Archives mensuelles : août 2023

L’Improbable Voyage d’Harold Fry, de Hettie Mac Donald

L’Improbable Voyage d’Harold Fry

Présentation de Doris ORLUT

Ce soir c’est un feelgoodmovie réalisé par Hettie Macdonald que l’association toiles émoi vous propose.

Hettie Macdonald a fait des études d’anglais à l’Université de Bristol avant de suivre une formation de mise en scène au Royal Court Theatre en 1985. A 24 ans, elle est la plus jeune femme metteuse en scène de théâtre de Londres et en 1991, elle devient directrice associée du Wolsey Theatre de Ipswich, ville côtière chef-lieu du comté du Suffolk. Elle y dirige des pièces comme The Slicing Edge, Road, Who’s afraid of Virginia Woolf? Elle est aussi connue pour avoir réalisé diverses séries anglaises comme Docteur Who, Normal People ou Fortitude.
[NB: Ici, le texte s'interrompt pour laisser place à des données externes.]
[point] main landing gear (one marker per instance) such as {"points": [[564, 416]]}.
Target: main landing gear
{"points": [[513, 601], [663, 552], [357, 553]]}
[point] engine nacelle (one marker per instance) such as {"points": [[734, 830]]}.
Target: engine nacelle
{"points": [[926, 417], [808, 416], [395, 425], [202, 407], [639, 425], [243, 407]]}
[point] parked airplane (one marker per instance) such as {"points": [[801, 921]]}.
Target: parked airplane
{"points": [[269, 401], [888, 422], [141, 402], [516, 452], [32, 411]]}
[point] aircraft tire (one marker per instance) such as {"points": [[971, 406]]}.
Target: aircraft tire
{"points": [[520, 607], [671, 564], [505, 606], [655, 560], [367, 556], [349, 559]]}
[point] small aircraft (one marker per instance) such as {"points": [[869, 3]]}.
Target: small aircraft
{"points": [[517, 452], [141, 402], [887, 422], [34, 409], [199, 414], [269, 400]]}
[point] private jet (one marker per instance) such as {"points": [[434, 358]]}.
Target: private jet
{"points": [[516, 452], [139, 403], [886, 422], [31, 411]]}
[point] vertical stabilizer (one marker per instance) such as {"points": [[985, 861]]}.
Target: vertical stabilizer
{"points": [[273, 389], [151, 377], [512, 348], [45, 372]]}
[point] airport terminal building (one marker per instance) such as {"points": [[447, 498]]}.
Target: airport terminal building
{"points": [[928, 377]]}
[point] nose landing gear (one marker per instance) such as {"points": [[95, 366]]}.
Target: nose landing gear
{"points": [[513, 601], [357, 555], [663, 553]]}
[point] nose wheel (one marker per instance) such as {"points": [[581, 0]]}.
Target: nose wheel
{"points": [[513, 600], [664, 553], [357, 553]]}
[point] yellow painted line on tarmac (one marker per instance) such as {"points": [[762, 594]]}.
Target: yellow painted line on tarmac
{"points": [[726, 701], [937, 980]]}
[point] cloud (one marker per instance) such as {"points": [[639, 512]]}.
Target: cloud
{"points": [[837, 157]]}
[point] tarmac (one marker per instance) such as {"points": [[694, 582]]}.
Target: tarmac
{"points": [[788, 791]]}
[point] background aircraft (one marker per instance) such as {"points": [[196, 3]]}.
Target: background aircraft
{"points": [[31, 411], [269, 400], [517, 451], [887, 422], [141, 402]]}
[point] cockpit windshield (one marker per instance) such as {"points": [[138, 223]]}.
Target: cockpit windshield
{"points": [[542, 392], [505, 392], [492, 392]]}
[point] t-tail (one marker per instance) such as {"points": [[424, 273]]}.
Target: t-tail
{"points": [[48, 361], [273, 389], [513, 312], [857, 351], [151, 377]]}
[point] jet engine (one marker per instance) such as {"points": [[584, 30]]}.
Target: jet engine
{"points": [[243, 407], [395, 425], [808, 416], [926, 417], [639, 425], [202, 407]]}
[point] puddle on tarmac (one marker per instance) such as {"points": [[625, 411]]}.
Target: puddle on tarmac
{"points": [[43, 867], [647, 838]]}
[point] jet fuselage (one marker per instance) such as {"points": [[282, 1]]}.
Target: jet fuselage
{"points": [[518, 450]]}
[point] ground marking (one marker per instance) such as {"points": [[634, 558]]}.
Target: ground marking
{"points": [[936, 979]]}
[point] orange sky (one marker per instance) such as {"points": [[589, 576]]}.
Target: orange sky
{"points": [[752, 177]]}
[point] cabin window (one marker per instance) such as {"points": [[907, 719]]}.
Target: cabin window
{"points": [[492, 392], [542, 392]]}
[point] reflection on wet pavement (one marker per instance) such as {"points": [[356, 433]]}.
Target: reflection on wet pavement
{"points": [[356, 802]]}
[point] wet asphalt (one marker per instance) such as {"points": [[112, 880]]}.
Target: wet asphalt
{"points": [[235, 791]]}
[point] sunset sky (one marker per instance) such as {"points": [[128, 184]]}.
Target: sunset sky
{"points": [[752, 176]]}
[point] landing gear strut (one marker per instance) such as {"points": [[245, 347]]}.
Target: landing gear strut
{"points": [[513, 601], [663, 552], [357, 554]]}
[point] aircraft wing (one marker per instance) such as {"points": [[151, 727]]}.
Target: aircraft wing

Après un premier long métrage en 1996, intitulé Beautiful Thing adapté de la pièce de Jonathan Harvey qui raconte une histoire d’amour entre deux adolescents du même sexe, L’improbable voyage d’Harold Fry est son second long métrage.

Il s’agit de l’adaptation à l’écran du premier roman de l’écrivaine britannique Rachel Joyce paru en 2012 sous le titre The Unlikely Pilgrimage of Harold Fry qui signifie littéralement l’improbable pèlerinage d’Harold Fry, roman qui connut un franc succès en librairie avec pas moins de 160 000 exemplaires vendus en France.

Rachel Joyce, qui a été scénariste à la BBC pour la radio et la télévision pendant une vingtaine d’années, a écrit le scénario de ce film.

La directrice de la photographie est Kate McCullough que nous avons déjà vu cette année dans The Quiet Girl de Colm Bairéad.

La bande originale du film a été confiée à Ilan Eshkeri et c’est Sam Lee, chanteur folk spécialiste en musiques traditionnelles qui interprète les chansons à l’écran.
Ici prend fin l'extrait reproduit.